Grown-ups may not be able to say “I can keep you safe all the time for the rest of your life,” but you can help children feel safer, more connected, and more self-regulated in a given moment. For instance, here are some things you might say to children (perhaps in a group meeting) after a violent event in the community:
- We’re in this together.
- The bad things that happen around you are not your fault.
- All of your feelings are okay.
- When you’re in a scary situation, it’s okay to feel afraid.
- There are all kinds of feelings. Big feelings like anger, fear, and sadness are normal when something like this happens. The feelings are not bad, it’s what we do with them that matters.
- We can handle tough feelings; we can name them and then let ourselves feel them for a little while.
- There are lots of ways to help yourself when you’re having a hard time. For instance, one way to slow big feelings down is to take three deep breaths and focus on how your belly moves in and out.
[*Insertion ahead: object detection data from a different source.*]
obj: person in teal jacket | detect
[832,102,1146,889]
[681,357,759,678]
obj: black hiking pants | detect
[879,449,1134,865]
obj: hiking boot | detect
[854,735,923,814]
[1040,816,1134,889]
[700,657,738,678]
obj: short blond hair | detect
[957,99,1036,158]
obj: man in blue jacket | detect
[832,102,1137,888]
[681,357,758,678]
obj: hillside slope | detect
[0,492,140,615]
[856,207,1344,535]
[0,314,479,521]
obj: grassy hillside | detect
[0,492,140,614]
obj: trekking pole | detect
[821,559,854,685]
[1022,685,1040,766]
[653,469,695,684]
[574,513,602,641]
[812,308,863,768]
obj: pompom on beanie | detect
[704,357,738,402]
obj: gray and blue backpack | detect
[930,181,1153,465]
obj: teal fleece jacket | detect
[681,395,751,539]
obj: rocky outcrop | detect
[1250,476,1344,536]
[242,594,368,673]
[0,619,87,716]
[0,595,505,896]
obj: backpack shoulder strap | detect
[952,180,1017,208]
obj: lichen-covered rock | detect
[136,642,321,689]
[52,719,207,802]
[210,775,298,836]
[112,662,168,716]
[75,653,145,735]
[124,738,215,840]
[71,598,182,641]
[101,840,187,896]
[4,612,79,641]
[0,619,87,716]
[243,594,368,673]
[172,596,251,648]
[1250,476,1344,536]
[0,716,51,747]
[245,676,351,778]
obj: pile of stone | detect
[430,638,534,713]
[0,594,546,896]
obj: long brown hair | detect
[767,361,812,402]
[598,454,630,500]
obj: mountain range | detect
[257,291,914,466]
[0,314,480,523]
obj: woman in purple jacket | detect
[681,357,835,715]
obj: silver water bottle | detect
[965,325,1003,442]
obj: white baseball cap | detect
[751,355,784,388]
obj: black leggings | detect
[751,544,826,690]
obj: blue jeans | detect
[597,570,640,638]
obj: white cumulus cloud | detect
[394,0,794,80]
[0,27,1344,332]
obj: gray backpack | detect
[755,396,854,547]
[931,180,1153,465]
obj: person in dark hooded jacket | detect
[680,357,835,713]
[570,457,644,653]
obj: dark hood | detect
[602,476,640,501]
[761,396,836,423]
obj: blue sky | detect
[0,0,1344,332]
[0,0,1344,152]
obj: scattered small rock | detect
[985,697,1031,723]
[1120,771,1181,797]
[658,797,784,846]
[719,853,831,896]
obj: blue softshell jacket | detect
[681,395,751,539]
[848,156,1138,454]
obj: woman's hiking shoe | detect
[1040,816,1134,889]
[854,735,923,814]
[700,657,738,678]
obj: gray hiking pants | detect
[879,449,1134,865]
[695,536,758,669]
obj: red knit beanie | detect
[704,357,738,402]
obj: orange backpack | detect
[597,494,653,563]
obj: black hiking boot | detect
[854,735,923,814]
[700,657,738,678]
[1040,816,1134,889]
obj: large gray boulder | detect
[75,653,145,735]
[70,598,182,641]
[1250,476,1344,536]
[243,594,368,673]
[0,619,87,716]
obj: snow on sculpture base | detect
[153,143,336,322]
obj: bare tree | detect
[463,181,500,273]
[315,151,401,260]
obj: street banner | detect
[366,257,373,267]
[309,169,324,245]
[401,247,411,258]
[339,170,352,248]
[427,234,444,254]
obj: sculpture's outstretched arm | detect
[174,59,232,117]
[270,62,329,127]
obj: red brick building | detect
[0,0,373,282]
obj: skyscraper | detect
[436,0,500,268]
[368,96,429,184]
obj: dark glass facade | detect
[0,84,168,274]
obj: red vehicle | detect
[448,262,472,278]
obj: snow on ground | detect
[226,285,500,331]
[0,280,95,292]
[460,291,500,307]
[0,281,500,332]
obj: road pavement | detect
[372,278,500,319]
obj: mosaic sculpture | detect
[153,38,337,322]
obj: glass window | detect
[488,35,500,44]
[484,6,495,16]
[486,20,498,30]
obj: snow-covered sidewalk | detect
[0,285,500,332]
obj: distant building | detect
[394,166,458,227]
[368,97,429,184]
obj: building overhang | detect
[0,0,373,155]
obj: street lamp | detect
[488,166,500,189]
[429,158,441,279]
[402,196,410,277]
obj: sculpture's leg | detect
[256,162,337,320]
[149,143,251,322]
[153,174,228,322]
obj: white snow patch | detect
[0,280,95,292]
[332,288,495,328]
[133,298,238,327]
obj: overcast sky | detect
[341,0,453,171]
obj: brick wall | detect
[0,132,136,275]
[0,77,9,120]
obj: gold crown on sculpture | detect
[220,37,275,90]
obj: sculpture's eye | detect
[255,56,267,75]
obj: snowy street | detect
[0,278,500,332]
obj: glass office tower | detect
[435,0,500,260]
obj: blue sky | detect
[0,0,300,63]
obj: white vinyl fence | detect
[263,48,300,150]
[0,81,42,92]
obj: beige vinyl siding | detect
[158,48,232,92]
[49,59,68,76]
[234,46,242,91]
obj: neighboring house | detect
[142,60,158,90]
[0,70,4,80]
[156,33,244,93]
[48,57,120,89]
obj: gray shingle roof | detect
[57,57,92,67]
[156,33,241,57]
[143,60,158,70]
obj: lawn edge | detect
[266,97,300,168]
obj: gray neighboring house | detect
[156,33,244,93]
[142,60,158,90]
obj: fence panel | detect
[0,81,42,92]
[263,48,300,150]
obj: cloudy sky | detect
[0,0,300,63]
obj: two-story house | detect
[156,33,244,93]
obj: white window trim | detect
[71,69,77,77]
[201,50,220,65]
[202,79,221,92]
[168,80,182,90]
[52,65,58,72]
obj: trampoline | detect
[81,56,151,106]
- Bad things happen, but there are always people who are trying to help.
Using a trauma-informed lens in your work benefits everyone, because trauma-informed practices even benefit those who have not experienced trauma. You might start by building your understanding of the chronic stress that children living with the threat of violence experience, and how it can lead to the misunderstanding of social cues. For instance, children who have witnessed or experienced violence are more likely to interpret others’ actions as hostile because of the way they “scan the world.” A child may feel threatened by a teacher’s raised voice even if the teacher is not necessarily angry. Or a child may misunderstand a peer who is approaching quickly simply because they want to play, and respond with fear or aggression.
In addition, behavior problems such as poor impulse control, biting, kicking, and hitting may be an effect of children witnessing or living with violence. Feeling a pervasive sense of danger hinders self-regulation skills, and children lack the coping strategies necessary to positively manage their emotions and behaviors.
You can model healthy social-emotional skills in everyday moments. For instance, when you’re frustrated, you can narrate how you stay calm: “I’m so frustrated I need to take a time out/take three deep breaths.” You’ll be demonstrating how to handle tough emotions, rather than teaching that tough emotions are bad.
When you hear sirens outside, you can model empathy, compassion, and hope by reframing the experience for yourself and for children by saying: “Let’s close our eyes and send good wishes to whoever is hurt or in danger.”
Children may feel powerless in the face of the challenges in their community, but you can remind them that when they are kind to others, when they share, take turns, and use words for their feelings, they are making our world safer and more peaceful.